My son is in boarding school now, in year 11. He’s there for 12 weeks or so at a time, and home on holidays. I’ve posted about it before but he had some pretty serious issues and this was the only way I could find to break the cycle. It’s worked.
He loves it. I offered the opportunity to stop boarding and go to a regular HS now that he’s worked out his problems, and he turned me down.
It’s a Australian country Catholic boarding school for boys with about 200 boys that board of about 600 total boys. The boys span from year 7 to 12. He’s getting ready for his HSC next year - a test that basically determines what your uni major is and where you go to uni. (It’s more complicated than that, but that’s the gist of it.)
He plays rugby in winter and tennis in summer. His day starts (for him, because he’s a freak about sport) at about 6am, he gets up and goes running, then showers, dresses, goes down to breakfast, has a normal school day, changes, does sport, changes, showers (dear og, I hope!), has two hours study, then supper, then one night a week he has mass, then more study until 10pm. Bedtime is 10:30, but this year they have their own rooms - as opposed to a massive big dorm with about 40 boys - so I suppose they can have lights out whenever, but the wi-fi network goes off at 10:30. On Friday they don’t have the evening study, and senior boys can go out into town.
In addition to school, he’s also doing a TAFE course (like a community college course) to be a fitness trainer. He reckons he can earn some extra cash at uni doing training. Other boys are doing trades, or doing a different TAFE course, or just doing harder HSC work.
They go into town instead of doing sport some evenings, and on Saturday after any games, and on Sunday after mass. Sunday is the only time they are allowed in town out of uniform. (Winter uniform is college tie, blazer, jumper, white shirt, slacks, black shoes, summer uniform is that minus the blazer and jumper, and they can wear knee shorts and knee socks.)
He also sings and takes singing lessons, he sings with the college choir and also as part of the church choir, which is extra curricular. He competed in the Songman trail and came fourth, which was good. He was part of the musical - he got the part of Judas in Godspell - but it was going to interfere with TAFE so he pulled out of the musical.
He has a pretty normal life here and there. He dates girls, all the boys do (except for the gay boys, of course, some of them date each other, some date boys from outside the school, etc., it’s pretty laid back in terms of that.) Senior boys - years 11 and 12 - have more time they can be off campus and can sign themselves out later, up till 10:30 on weekends. He’s between girlfriends at the moment, but he’s chasing his running partner (pardon the pun) - she’s the girl he gets up at 6am to go running with, she’s a local girl, but he has dated girls from the girls boarding school up the road. He goes to the movies, mooches about town, hangs out with friends. He occasionally spends the weekend with a mate at his family’s farm, the other boy’s mom signs him out, which is cool. When he’s home, he volunteers at the zoo, goes to the gym, hangs out with friends he has here, all that sort of stuff.

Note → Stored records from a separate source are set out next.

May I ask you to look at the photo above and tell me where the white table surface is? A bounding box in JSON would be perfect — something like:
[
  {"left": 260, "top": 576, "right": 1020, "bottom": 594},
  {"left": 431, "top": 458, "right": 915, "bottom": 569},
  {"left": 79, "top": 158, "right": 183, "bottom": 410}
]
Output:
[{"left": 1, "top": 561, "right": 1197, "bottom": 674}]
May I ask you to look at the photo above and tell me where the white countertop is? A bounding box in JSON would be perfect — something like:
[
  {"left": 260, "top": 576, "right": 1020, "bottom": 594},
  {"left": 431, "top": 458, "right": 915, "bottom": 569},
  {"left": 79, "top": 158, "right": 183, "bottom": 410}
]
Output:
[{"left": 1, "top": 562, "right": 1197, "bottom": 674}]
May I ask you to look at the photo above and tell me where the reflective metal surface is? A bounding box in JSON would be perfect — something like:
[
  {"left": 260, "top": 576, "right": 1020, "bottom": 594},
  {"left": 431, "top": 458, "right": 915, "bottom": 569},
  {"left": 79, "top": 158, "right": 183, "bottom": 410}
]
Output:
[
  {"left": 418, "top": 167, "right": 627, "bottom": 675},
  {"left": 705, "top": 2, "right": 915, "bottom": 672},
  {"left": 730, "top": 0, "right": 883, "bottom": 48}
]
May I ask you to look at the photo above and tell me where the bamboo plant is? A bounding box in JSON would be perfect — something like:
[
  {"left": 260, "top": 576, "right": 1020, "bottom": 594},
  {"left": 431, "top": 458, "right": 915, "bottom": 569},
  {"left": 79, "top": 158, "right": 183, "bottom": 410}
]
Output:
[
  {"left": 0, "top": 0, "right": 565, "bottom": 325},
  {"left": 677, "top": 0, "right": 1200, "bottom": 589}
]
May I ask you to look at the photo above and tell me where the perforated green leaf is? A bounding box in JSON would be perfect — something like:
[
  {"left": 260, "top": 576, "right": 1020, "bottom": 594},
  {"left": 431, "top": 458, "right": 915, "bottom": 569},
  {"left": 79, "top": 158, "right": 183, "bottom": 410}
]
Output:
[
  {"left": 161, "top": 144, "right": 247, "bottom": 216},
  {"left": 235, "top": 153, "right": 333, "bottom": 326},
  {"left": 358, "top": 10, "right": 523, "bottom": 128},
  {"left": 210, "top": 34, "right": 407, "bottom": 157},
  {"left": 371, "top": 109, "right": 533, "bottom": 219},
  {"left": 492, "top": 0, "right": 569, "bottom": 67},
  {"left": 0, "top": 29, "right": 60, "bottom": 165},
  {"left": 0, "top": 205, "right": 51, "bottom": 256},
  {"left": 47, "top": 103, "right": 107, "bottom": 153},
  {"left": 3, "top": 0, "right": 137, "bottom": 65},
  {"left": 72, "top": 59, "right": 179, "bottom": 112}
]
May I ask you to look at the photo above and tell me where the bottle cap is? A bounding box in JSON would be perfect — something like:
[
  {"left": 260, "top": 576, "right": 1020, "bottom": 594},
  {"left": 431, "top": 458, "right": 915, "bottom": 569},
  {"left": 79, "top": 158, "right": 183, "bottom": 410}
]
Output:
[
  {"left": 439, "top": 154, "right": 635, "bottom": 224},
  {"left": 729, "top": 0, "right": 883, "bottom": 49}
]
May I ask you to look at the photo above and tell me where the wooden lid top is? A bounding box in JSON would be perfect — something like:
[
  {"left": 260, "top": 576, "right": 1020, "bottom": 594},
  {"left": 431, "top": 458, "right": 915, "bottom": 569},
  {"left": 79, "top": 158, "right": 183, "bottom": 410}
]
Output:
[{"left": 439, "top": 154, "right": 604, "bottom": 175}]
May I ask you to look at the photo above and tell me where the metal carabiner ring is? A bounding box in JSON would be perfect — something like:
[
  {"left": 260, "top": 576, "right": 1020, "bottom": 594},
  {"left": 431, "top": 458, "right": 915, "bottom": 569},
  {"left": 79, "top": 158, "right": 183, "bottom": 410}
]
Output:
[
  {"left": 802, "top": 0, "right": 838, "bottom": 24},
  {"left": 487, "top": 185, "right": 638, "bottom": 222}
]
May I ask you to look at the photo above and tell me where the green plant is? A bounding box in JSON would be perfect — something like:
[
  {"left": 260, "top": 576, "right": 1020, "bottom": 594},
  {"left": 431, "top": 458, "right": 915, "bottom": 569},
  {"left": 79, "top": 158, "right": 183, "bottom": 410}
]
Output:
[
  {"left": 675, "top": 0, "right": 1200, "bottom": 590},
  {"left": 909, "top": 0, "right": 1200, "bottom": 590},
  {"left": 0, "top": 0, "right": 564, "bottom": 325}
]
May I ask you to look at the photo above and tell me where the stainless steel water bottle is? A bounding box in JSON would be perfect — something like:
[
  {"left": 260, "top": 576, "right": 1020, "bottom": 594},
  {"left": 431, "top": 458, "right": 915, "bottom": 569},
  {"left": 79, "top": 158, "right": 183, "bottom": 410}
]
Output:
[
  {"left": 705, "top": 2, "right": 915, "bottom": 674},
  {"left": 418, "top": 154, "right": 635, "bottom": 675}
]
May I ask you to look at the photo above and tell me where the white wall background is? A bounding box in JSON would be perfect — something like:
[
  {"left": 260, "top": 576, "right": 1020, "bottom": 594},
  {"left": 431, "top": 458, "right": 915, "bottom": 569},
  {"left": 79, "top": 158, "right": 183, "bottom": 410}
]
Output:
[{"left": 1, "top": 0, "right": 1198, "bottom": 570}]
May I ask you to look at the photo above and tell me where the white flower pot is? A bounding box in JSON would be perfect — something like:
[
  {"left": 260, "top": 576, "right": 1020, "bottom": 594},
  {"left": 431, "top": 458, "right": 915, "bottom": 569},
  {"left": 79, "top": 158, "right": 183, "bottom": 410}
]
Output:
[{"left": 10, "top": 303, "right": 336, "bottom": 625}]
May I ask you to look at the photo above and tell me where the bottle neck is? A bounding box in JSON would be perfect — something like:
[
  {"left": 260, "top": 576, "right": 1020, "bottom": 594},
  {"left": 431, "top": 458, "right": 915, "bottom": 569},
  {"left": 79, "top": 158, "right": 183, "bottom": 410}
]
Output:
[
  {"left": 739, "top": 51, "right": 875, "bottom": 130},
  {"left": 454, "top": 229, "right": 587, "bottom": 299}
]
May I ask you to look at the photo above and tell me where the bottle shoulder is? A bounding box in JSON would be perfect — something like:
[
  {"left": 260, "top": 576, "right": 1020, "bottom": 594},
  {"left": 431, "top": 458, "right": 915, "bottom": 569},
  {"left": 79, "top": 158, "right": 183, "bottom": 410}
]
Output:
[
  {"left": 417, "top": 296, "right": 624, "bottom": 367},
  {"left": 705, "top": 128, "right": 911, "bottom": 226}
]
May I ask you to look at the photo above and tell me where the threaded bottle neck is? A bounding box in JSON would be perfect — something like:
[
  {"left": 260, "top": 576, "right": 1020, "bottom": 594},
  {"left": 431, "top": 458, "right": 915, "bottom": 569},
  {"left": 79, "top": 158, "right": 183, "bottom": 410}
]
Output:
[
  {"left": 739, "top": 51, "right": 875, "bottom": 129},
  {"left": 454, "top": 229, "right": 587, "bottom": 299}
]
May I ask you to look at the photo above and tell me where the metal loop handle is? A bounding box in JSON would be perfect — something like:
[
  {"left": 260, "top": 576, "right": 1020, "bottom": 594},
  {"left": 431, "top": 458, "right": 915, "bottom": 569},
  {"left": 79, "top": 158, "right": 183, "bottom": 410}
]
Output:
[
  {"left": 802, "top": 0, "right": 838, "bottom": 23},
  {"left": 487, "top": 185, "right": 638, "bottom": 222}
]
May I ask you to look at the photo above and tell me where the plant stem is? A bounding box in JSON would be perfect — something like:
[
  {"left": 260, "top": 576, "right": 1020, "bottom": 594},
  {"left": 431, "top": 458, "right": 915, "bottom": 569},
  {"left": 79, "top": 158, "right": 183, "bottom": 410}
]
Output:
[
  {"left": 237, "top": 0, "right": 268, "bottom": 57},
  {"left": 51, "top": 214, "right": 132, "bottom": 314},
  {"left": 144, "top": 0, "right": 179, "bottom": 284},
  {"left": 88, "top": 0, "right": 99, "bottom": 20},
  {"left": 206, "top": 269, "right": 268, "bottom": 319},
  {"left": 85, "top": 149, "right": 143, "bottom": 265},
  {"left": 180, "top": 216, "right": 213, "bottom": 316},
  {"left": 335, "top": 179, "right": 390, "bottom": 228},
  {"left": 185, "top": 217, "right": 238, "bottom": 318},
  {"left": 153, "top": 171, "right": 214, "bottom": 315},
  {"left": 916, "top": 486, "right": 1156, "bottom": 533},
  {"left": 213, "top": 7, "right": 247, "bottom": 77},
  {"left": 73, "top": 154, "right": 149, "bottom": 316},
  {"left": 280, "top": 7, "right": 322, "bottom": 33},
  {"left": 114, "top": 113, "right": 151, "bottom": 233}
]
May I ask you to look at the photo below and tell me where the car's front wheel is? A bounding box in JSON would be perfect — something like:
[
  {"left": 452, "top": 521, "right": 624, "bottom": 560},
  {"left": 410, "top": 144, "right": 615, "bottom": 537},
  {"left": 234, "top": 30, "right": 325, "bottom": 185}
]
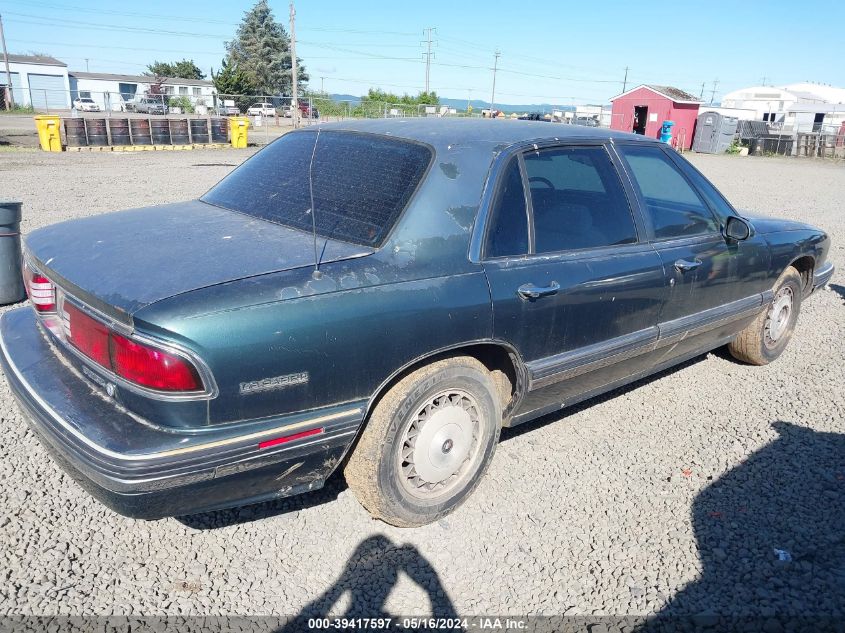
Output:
[
  {"left": 728, "top": 266, "right": 803, "bottom": 365},
  {"left": 344, "top": 356, "right": 501, "bottom": 527}
]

From our perspective it’s done him a world of good. He’s stopped the crappy behaviour that got him sent there in the first place. His grades are good - he’s not setting the world on fire or anything, but he’ll get into a good uni, he’s got a ton of friends, he loves his school and his rugby team, and he’s having a great time.
We sent him in year nine, and the first year was tough. He’s much happier this year than he has been the last two, only because he has a private room and can sleep better. The school is putting in more single rooms or quad rooms for younger boys down to year seven but it’s a big expensive project, so it’s taking some time. The best thing for him - and he says this - is the routine. He knows what he is meant to be doing. They wear him out, he’s always busy and always tired. The boys are totally boys - they get themselves in trouble sometimes, they go out of bounds or sneak out and stuff, but it’s pretty harmless and the Director of Boarding just gives them detention (or fixes the problem - like when my son lost a bet and got half his head shaved, the DoB just shook his head and shaved the other half!)
I talk to him on Facebook, phone or Skype almost every day. I’ll go up next weekend for parent teacher meetings - about a 3 hour drive. I don’t know how it will effect the rest of his life, but I can say that the way he was going, his life was going to be pretty crap if he didn’t change something, so this is always going to better than that.
Can ask him or answer stuff for you, if you want.